Opinion
CV-22-00768-PHX-MTL
10-29-2024
Alfredo Dominguez, et al., Plaintiffs, v. Wallick and Volk Incorporated, et al., Defendants.
ORDER
MICHAEL T. LIBURDI UNITED STATES DISTRICT JUDGE
Before the Court is Defendants Wallick & Volk (“Wallick”) and Christina Bingham's (collectively “Defendants”) motion for order continuing trial; for leave to substitute expert witness; for order to enjoin expert's former and current employers from interfering with expert trial testimony; and to show cause why current and former employers should not be held in contempt; and for monetary sanctions (Doc. 263). The Court held oral argument on October 24, 2024, and the motion is fully briefed. For the forthcoming reasons, Defendants' motion (Doc. 263) will be denied.
Plaintiffs waive the opportunity for a written response and rest on their oral response presented on October 24, 2024. (Doc. 270.)
I.
The Court held a Scheduling Conference with the parties on November 8, 2022. (Doc. 32.) Pursuant to the parties' Joint Case Management Report, the Court set the deadline for expert opinions to May 26, 2023. (Docs. 31, 33.) Since then, this case has encountered numerous unpredictable twists and turns-usually to the detriment of the Scheduling Order.
After a series of discovery disputes, the parties filed a Joint Motion to Amend the Scheduling Order. (Doc. 82.) The Court granted the joint motion and extended the deadline for expert disclosure to November 23, 2023. (Doc. 83.) The fact discovery deadline was extended to December 30, 2023. (Id.)
After this initial discovery extension, Defendants retained The Oakleaf Group, LLC (“Oakleaf”), which agreed to provide the services of Susan Connally as a mortgage servicing expert. (Doc. 263-3 at 9-16.) At the time in October 2023, Ms. Connally was the Director of Loan Servicing for Oakleaf. (Id.) Ms. Connally provided an expert report, but she was never deposed. (Doc. 263-2 at 6; Doc. 270.) Ms. Connally resides in Colorado, and Defendants have not presented any evidence that she is employed in or regularly transacts business in person in Arizona. (See Docs. 263, 270.)

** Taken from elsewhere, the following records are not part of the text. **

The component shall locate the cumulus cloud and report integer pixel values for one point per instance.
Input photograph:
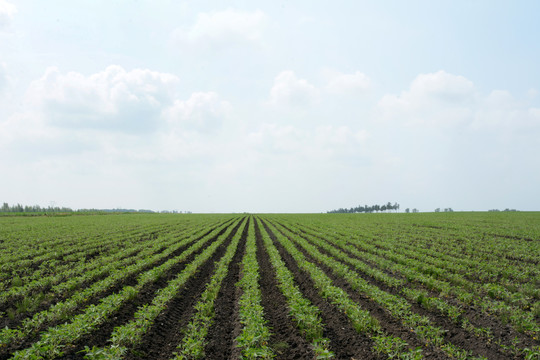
(289, 90)
(223, 28)
(111, 99)
(325, 142)
(203, 111)
(3, 77)
(341, 83)
(437, 99)
(7, 11)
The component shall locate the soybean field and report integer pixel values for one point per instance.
(271, 286)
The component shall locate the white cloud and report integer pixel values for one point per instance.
(203, 111)
(3, 77)
(315, 144)
(435, 99)
(112, 99)
(7, 11)
(288, 90)
(222, 28)
(341, 83)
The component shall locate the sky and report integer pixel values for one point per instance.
(270, 106)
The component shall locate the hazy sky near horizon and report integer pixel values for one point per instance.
(274, 106)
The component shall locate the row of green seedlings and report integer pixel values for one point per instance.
(194, 341)
(60, 265)
(255, 334)
(63, 310)
(498, 281)
(482, 258)
(413, 268)
(52, 341)
(306, 315)
(132, 333)
(18, 260)
(361, 320)
(451, 262)
(498, 244)
(396, 306)
(468, 293)
(414, 295)
(65, 281)
(444, 254)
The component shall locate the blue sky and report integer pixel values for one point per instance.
(270, 106)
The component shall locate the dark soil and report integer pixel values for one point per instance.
(455, 334)
(100, 336)
(220, 339)
(162, 339)
(285, 340)
(345, 342)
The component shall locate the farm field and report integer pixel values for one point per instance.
(283, 286)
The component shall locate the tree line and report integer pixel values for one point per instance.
(366, 209)
(18, 208)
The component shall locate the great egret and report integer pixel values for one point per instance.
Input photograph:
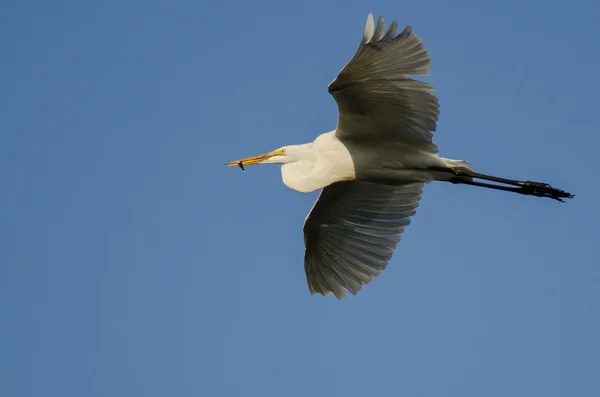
(373, 166)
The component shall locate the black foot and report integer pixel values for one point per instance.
(540, 189)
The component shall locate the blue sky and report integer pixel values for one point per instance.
(133, 263)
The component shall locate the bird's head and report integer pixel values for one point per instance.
(280, 156)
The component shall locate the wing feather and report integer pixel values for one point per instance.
(352, 231)
(377, 99)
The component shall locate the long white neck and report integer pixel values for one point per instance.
(322, 163)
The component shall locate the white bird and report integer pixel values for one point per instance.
(373, 166)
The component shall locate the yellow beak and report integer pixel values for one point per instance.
(255, 159)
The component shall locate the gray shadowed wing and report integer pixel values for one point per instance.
(352, 231)
(377, 100)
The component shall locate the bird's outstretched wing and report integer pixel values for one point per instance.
(352, 231)
(377, 100)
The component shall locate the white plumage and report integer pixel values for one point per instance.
(373, 166)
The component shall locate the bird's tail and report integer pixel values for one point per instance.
(458, 164)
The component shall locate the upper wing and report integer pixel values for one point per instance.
(352, 231)
(376, 98)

Later, on December 20, 2023, Plaintiffs filed a motion to stay discovery and other pretrial deadlines by thirty days because the parties had a private mediation scheduled for January 5, 2024, and if the mediation was not successful, Plaintiffs planned to file a motion to amend the complaint. (Doc. 104.) Wallick did not object to or oppose this stay. (Doc. 104 at 2.) The Court granted the brief stay and set a status conference for January 19, 2024. (Doc. 105.) At the January 19, 2024 status conference, the Court extended the stay to February 15, 2024, after learning that the mediation was rescheduled to February 7, 2024. (Docs. 107, 108.)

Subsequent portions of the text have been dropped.